7.9The Committee further considers that, even if the State party could demonstrate that the authors’ activity represented a specific and significant threat to public safety and order, it has failed to demonstrate that its actions were proportionate to preserving public safety and order. Specifically, the Committee considers that the conviction of the authors, and the significant fine imposed on each of them by the courts (approximately equivalent to €1,049), considerably limited their ability to manifest their religious beliefs. Nor has the State party attempted to demonstrate that the actions of the police and the domestic courts were the least restrictive measures necessary to ensure the protection of the freedom of religion or belief. The Committee concludes that the punishment imposed on the authors amounted to a limitation of their right to manifest their religion under article 18 (1) of the Covenant, and that neither the domestic authorities nor the State party have demonstrated that the limitation represented a proportionate measure necessary to serve a legitimate purpose identified in article 18 (3) of the Covenant. Accordingly, the Committee concludes that by convicting and fining the authors for engaging in religious discussions, the State party violated their rights under article 18 (1) of the Covenant.
7.10In the light of its findings, the Committee does not deem it necessary to examine whether the same facts constitute a violation of articles 19 (1), 19 (2), 26 or 27 of the Covenant.
8.The Committee, acting under article 5 (4) of the Optional Protocol, is of the view that the facts before it disclose a violation of the rights of each of the authors under articles 14 (1) and (3) (a) and 18 (1) of the Covenant.
9.Pursuant to article 2 (3) (a) of the Covenant, the State party is under an obligation to provide the authors with an effective remedy. This requires it to make full reparation to individuals whose Covenant rights have been violated. Accordingly, the State party is obligated, inter alia, to provide the authors with adequate compensation, including reimbursement for the fines imposed and for court fees related to the cases in question. The State party is also under an obligation to take all steps necessary to prevent similar violations from occurring in the future, including by reviewing its domestic legislation, regulations and/or practices with a view to ensuring that the rights under the Covenant may be fully enjoyed in the State party.

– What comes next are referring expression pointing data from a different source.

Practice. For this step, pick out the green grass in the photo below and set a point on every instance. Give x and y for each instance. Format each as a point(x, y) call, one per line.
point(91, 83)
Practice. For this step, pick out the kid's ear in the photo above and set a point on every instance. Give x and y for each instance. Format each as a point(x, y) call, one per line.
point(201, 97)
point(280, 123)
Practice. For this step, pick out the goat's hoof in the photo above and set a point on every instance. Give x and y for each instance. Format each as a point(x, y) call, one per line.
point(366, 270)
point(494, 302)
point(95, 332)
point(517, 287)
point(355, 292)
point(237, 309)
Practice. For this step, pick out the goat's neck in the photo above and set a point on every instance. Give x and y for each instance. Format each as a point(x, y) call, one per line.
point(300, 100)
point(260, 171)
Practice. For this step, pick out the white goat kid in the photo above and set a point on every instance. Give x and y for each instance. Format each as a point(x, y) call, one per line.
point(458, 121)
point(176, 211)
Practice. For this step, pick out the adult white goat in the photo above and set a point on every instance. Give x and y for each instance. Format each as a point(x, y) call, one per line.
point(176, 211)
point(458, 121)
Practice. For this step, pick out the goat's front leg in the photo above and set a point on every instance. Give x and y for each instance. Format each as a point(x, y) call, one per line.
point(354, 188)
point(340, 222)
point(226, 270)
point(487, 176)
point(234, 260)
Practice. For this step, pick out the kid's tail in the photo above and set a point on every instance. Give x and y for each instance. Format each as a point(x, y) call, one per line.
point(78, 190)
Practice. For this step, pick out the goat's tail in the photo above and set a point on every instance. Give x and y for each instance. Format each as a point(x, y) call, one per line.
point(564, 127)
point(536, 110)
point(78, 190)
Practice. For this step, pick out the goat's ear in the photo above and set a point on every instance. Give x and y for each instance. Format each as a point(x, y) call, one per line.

10.Bearing in mind that, by becoming a party to the Optional Protocol, the State party has recognized the competence of the Committee to determine whether there has been a violation of the Covenant and that, pursuant to article 2 of the Covenant, the State party has undertaken to ensure to all individuals within its territory and subject to its jurisdiction the rights recognized in the Covenant and to provide an effective remedy when it has been determined that a violation has occurred, the Committee wishes to receive from the State party, within 180 days, information about the measures taken to give effect to the Committee’s Views. The State party is also requested to publish the present Views and to have them widely disseminated in the official languages of the State party.